L’après-midi touche à sa fin, James Coulter demeure seul à son bureau, pendant que le personnel achève de ranger les papiers et les livres avant de quitter les lieux.

Il regarde devant lui, les mains jointes entre ses genoux, cherchant le moyen d’écraser Jules Faubert, le « Devil », comme on l’a surnommé depuis ses derniers hauts faits de Bourse.

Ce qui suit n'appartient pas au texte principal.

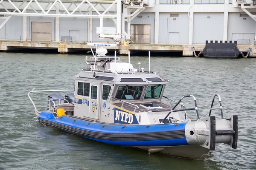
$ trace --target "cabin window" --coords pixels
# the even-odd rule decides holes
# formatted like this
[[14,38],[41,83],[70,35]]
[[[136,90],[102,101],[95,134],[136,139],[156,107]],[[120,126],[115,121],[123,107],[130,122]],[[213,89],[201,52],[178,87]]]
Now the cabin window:
[[103,88],[102,90],[102,100],[108,100],[111,91],[111,85],[103,85]]
[[158,99],[163,89],[163,85],[150,85],[148,86],[144,99]]
[[118,87],[116,98],[120,99],[139,100],[143,86],[122,85]]
[[97,99],[97,92],[98,87],[92,85],[92,91],[91,91],[91,99]]
[[90,83],[78,82],[77,87],[77,95],[89,97]]

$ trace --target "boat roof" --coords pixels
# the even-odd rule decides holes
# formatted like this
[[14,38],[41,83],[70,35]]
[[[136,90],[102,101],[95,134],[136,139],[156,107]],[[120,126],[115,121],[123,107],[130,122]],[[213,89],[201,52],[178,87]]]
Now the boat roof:
[[90,79],[92,81],[112,82],[111,83],[125,85],[167,84],[168,80],[155,74],[154,73],[137,71],[134,74],[115,74],[104,71],[83,69],[75,76],[78,79]]
[[[92,81],[111,82],[111,83],[124,85],[148,85],[167,84],[168,80],[163,77],[156,74],[156,73],[150,71],[150,55],[149,53],[149,70],[144,71],[134,68],[130,62],[130,55],[128,55],[129,63],[116,62],[120,58],[116,57],[116,51],[115,56],[107,57],[108,51],[104,47],[114,46],[115,45],[103,43],[89,43],[87,45],[91,46],[91,51],[93,56],[88,60],[86,56],[85,62],[87,69],[82,70],[75,77],[79,79]],[[91,46],[96,47],[96,53],[93,53]],[[98,47],[100,47],[98,48]],[[98,54],[98,55],[97,55]],[[140,63],[139,63],[140,65]]]

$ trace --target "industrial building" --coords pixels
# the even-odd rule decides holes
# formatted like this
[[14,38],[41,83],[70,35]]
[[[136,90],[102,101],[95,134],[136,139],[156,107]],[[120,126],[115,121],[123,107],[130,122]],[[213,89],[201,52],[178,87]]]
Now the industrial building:
[[0,39],[253,45],[250,0],[1,0]]

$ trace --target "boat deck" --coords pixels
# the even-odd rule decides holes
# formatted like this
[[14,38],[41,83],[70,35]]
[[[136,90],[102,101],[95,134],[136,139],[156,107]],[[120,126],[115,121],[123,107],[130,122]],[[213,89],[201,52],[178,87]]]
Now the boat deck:
[[[140,111],[141,112],[156,112],[156,111],[169,111],[172,109],[172,108],[166,104],[162,103],[161,102],[147,102],[147,103],[131,103],[134,105],[136,105],[136,106],[139,107],[140,108],[140,110],[139,109],[135,109],[135,106],[132,105],[129,105],[128,103],[124,103],[122,108],[125,109],[127,110],[131,111],[131,112],[134,112],[134,110],[135,110],[135,112],[139,113]],[[150,103],[151,104],[155,104],[159,106],[159,107],[162,107],[162,108],[154,108],[154,109],[148,109],[145,108],[141,106],[141,105],[145,104],[148,104]],[[114,104],[114,105],[116,106],[121,108],[122,105],[122,102],[117,103]]]

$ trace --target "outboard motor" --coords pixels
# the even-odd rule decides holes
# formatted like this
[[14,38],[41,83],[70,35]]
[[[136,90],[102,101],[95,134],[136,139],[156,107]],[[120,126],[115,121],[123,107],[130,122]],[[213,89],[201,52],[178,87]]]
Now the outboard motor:
[[54,102],[55,104],[59,103],[64,103],[64,98],[63,96],[60,94],[54,93],[51,94],[48,96],[48,103],[47,104],[47,110],[49,110],[50,108],[53,105],[53,102],[49,102],[49,100],[53,100],[53,102]]
[[[65,99],[68,101],[70,103],[75,102],[75,94],[73,93],[69,93],[65,96]],[[67,101],[65,101],[66,102]]]

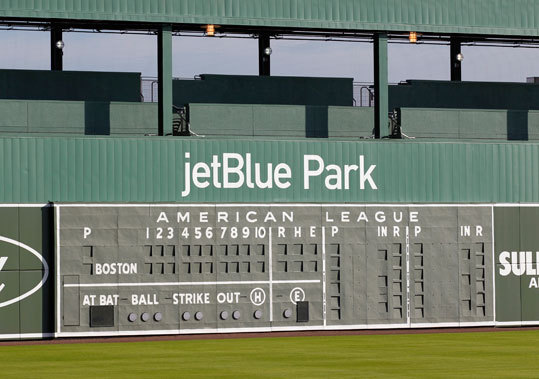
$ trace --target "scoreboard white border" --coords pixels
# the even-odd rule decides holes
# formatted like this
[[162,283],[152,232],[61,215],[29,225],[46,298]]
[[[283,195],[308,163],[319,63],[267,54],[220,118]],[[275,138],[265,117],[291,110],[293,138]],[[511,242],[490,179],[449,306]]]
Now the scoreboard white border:
[[[0,205],[1,206],[1,205]],[[539,207],[539,203],[54,203],[56,210],[56,331],[54,337],[107,337],[107,336],[136,336],[136,335],[174,335],[174,334],[220,334],[220,333],[253,333],[253,332],[286,332],[286,331],[323,331],[323,330],[372,330],[372,329],[422,329],[422,328],[459,328],[459,327],[488,327],[488,326],[533,326],[539,325],[539,321],[496,321],[496,265],[494,247],[494,208],[503,207]],[[491,208],[492,228],[492,296],[493,296],[493,319],[492,321],[480,322],[445,322],[445,323],[401,323],[401,324],[356,324],[356,325],[323,325],[313,326],[286,326],[286,327],[254,327],[254,328],[218,328],[218,329],[168,329],[168,330],[137,330],[137,331],[106,331],[106,332],[62,332],[61,331],[61,297],[60,297],[60,208],[69,207],[102,207],[102,208],[196,208],[196,207],[348,207],[348,208],[390,208],[390,207],[414,207],[414,208]],[[325,249],[323,249],[325,250]],[[325,254],[323,253],[325,260]],[[325,262],[322,263],[325,267]],[[325,282],[323,283],[325,285]],[[271,302],[270,302],[271,304]],[[0,336],[1,338],[1,336]]]

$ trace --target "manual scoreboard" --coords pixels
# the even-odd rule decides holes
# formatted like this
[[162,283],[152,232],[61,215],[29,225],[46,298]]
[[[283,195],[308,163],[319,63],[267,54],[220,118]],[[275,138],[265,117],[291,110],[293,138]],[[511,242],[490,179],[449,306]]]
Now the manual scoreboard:
[[60,336],[494,321],[491,206],[55,207]]

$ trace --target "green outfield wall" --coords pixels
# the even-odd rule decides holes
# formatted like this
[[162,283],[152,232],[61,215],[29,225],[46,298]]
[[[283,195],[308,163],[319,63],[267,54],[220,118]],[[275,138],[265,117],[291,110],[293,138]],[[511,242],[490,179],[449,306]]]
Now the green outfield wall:
[[537,36],[527,0],[2,0],[4,17]]
[[0,206],[0,339],[539,325],[539,205]]
[[54,332],[52,207],[0,206],[0,339]]

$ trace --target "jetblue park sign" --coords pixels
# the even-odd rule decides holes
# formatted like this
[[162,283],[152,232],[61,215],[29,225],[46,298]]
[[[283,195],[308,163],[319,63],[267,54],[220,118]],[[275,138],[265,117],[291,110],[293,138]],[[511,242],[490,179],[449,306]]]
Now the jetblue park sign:
[[335,164],[320,155],[305,154],[300,172],[294,172],[286,162],[261,163],[250,153],[223,153],[212,155],[208,161],[191,161],[191,153],[185,153],[184,188],[182,197],[189,196],[196,189],[287,189],[295,182],[301,182],[303,189],[313,187],[315,179],[332,191],[349,190],[358,186],[360,190],[377,190],[374,179],[376,165],[366,163],[364,155],[355,162]]

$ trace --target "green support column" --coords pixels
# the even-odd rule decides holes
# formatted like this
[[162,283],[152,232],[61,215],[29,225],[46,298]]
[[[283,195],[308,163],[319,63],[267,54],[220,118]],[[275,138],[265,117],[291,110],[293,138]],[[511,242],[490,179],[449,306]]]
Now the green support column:
[[387,34],[374,35],[374,138],[388,135]]
[[163,26],[157,34],[159,94],[158,134],[172,133],[172,28]]

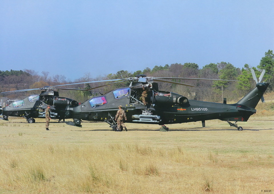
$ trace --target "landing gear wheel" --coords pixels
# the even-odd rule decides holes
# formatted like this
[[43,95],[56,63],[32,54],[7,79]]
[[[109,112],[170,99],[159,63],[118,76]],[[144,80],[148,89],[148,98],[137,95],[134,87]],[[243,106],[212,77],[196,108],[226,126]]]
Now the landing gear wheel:
[[115,124],[114,125],[114,126],[113,127],[112,129],[115,131],[123,131],[123,127],[122,126],[121,126],[121,129],[117,129],[117,124]]
[[35,119],[32,118],[31,118],[28,119],[28,123],[35,123]]
[[238,131],[243,131],[243,127],[238,127],[237,129]]

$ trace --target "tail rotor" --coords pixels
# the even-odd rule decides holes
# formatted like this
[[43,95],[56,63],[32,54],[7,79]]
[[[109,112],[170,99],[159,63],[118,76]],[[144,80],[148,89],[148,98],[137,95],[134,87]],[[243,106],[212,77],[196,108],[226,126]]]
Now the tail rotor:
[[[255,81],[256,82],[256,84],[258,83],[261,83],[261,82],[262,81],[262,79],[263,79],[263,77],[264,75],[265,75],[265,69],[263,69],[263,71],[262,71],[262,73],[261,74],[261,75],[259,77],[259,81],[258,81],[258,80],[257,79],[257,78],[256,77],[256,75],[255,74],[255,72],[254,71],[254,70],[252,69],[250,69],[250,71],[251,71],[251,74],[252,74],[252,76],[253,77],[253,79],[254,80],[255,80]],[[262,102],[265,102],[265,99],[264,98],[263,96],[262,96],[262,97],[261,98],[261,100]]]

La chose lui paraît d’autant plus difficile qu’il ne peut se servir de ses principales armes, que son jeu est découvert, et qu’il lui faut, tout en attaquant, se garer des coups. Il est lui-même menacé, et sérieusement. Le ton ironiquement calme du futur roi du papier présage une détermination calculée d’aller jusqu’au bout. Ce n’est pas sous l’empire de colère, mais après réflexion faite qu’il l’a abordé l’autre semaine.

Si lui, Coulter, est un homme puissant, Faubert ne l’est pas moins. Après avoir étudié les mille et une manières de réduire un homme « a quia », quel est le défaut de la cuirasse, l’endroit où frapper, le plus sensible, il en vient à la conclusion qu’il est plus sage d’attendre.

Faubert, occupé à former son « merger » n’aura pas le temps, absorbé qu’il est par cette entreprise incroyablement colossale, de rompre des visières avec Coulter. Pour l’avoir vu à l’œuvre, il sait qu’il mène et conduit ses projets à leur réalisation avec une rapidité endiablée. Il risque gros jeu. Peut-être risque-t-il trop ? Jusqu’ici les annales financières n’enregistrent pas d’ascension aussi rapide. Trop rapide pour être constante et acquérir à son point culminant une stabilité de roc.

Alors, peut-être, sera-t-il temps de frapper. Saper les bases de cette fortune. D’abord en lançant des rumeurs, dans le public, qui provoqueront une crise, et que l’autre ne pourra affronter, ensuite, la panique créée, par une action directe sur le cours de la Bourse, produire une dépréciation de stocks ; se concerter avec ses amis d’Ottawa, pour paralyser l’expédition des marchandises en faisant la rareté des chars dans l’Abitibi, et de cette façon annuler ses contrats par défaut. L’Abitibi est desservi par le chemin de fer du gouvernement fédéral, où Coulter compte de si puissants alliés, un mot du directeur des transports, et la pâte à papier, et le papier s’empilent le long des voies d’évitement… et les banques réclament le paiement des billets… et l’argent ne rentre pas pour les rencontrer… et c’est le krach… le commencement de la fin.

« Well Master Faubert the game is not over.